Many Jewish students have been afraid to cross their campus or their quad wearing a yarmulke on their heads, or a star of David around their necks, for fear of being assaulted. Many times, Jewish students have been surrounded by mobs of thugs that prevent them from walking onto their own campuses or have been prevented from attending their classes. Jewish students have been cornered, intimidated, bullied, and harassed at Columbia University, Harvard University, Yale University, Princeton University, Massachusetts Institute of Technology, Rutgers University, Carnegie Mellon University, City College of New York, Northwestern University, University of California Los Angeles, University of California at Berkeley, Duke University, Stanford University, to name but a few.
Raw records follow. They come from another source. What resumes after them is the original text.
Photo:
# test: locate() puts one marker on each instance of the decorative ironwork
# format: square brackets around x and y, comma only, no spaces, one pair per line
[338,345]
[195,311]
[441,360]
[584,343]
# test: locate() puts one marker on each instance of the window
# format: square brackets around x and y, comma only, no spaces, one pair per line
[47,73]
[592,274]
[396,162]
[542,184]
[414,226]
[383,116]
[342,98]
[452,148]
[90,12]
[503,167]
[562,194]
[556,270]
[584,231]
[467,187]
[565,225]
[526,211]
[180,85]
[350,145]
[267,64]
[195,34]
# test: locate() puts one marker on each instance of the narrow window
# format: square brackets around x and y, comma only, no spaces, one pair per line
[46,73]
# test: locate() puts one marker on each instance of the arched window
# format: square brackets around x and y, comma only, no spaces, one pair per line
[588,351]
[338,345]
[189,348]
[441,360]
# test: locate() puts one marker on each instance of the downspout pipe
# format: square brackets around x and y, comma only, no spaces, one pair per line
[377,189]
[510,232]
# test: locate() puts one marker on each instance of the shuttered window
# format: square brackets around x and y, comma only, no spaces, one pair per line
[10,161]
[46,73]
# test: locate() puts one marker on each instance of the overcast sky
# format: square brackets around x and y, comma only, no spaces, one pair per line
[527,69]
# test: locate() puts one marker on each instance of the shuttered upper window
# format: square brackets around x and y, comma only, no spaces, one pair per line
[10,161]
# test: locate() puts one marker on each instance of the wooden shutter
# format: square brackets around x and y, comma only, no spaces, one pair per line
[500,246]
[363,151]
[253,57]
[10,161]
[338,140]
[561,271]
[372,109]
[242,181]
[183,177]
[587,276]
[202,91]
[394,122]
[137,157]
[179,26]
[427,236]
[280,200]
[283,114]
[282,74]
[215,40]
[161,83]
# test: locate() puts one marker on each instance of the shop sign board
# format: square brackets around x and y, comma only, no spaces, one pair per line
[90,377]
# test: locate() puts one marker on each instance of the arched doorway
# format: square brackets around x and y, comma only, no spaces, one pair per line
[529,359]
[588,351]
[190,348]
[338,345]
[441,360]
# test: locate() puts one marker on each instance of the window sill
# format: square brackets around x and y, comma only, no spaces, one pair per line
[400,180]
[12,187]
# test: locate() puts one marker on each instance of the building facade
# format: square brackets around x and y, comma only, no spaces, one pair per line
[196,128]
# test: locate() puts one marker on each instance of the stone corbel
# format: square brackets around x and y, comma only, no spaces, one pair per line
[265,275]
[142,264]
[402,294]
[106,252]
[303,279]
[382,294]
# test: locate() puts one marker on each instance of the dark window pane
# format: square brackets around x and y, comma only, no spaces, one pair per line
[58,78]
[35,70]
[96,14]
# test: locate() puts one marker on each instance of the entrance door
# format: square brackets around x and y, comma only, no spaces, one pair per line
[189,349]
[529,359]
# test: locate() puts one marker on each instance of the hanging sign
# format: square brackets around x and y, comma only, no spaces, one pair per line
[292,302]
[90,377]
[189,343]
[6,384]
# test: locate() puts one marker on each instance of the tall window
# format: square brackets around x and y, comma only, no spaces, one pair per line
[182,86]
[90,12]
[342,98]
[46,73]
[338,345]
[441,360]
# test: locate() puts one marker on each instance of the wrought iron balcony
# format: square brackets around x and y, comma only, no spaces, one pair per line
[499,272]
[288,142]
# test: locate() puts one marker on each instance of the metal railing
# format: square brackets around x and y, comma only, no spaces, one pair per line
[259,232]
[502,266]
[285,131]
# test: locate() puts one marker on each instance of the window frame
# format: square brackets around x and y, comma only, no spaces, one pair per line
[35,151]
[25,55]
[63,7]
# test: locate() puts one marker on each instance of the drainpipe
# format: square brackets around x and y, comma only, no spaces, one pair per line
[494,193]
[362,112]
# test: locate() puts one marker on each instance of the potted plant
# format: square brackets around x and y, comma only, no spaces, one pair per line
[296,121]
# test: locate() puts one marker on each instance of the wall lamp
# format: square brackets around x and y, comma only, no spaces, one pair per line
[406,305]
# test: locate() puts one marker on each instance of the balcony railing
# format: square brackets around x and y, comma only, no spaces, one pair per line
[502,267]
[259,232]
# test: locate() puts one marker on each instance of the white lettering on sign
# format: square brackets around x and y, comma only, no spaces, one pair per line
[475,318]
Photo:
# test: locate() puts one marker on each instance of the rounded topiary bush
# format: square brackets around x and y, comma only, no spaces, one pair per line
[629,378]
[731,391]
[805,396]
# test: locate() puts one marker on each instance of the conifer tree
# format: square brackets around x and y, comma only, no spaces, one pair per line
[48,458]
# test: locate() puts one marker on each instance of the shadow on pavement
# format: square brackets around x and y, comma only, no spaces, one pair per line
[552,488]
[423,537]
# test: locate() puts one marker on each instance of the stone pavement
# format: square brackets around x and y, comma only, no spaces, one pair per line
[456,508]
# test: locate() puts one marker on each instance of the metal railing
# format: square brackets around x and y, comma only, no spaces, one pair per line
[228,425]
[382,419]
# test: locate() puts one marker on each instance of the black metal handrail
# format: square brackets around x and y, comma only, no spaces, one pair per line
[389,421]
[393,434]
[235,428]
Every student should be made to feel welcome, safe, and accepted within his or her educational setting, and Jewish students should be no exception to this rule. The bully has taken over the campus, and it has become an issue of "free speech for thee, but not for me."


What makes the Antisemitism Awareness Act indispensable for today's crises affecting Jewish students throughout the United States is that it uses the most widely respected definition of antisemitism that exists today, that of the International Holocaust Remembrance Alliance or IHRA What is unique about the IHRA definition is that it does not simply rely upon classic examples of antisemitism, or that against the Jewish religion or Jewish people, but against the most prevalent kind of antisemitism that exists today, against the collective state of the Jews, Israel.

EMET would particularly like to thank the two lead sponsors of the bill, Mike Lawler, (R-NY) and Josh Gottheimer, (D-NJ), as well as Speaker Mike Johnson, (R-LA). We have done a tremendous amount of work to get passage of this in the House. We are now looking forward to seeing this bill through to its final passage in the US Senate.